Napolitano Not a Fan of Lincoln
Wouldn’t it be neat if, say, you had Andrew Napolitano talking about Abraham Lincoln? Oh, and the person asking him about it was, say, Ralph Nader? (This sounds like a really high-brow Frank Caliendo sketch by this point.) But actually, it happened (HT2 LRC):
Hidden Assumptions in Option Pricing
Here was my response yesterday to Landsburg’s discussion of option pricing. From the conclusion:
Landsburg’s discussion of option pricing is fine, interpreted correctly. But whether he realizes it or not, his “lesson” is very misleading. All he has done is show that certain prices must bear a particular relationship to each other, lest arbitrageurs exploit a pure-profit opportunity.
The problem arises when people read too deeply into the significance of these results. For example, one could use an analogous argument to show that “all we need” to price stocks is to look up the interest rate and the price of a call option. We might erroneously conclude that no investor ever needs to worry about what the stock will actually do in the future.
Yet that is absurd; of course investors and speculators in the real world need to form expectations about the future levels of stock prices. It is the seductive elegance of the entire “Efficient Markets” approach that led Landsburg to suggest otherwise.

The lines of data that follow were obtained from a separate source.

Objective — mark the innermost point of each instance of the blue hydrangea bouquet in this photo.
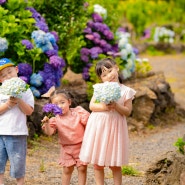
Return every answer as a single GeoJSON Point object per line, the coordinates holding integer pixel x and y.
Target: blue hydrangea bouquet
{"type": "Point", "coordinates": [51, 110]}
{"type": "Point", "coordinates": [14, 87]}
{"type": "Point", "coordinates": [107, 92]}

The nicest compliment I got was this:
This is of course exactly right, and (as I’d expect from you) exceptionally well put….Thanks for posting this. Your penultimate paragraph is perfect.
And the author of that comment was…Steve Landsburg. Which made it all the more ironic, when others in the discussion thread told me I had misunderstood Landsburg’s argument.
(Something similar happened at EconLog when David R. Henderson agreed that my criticism of one of his posts had been right, and so he retracted his claim. I really am nonplussed when this type of thing happens. I didn’t realize it was possible to resolve an internet argument. Most of the people I debate with are like soldiers on Bataan.)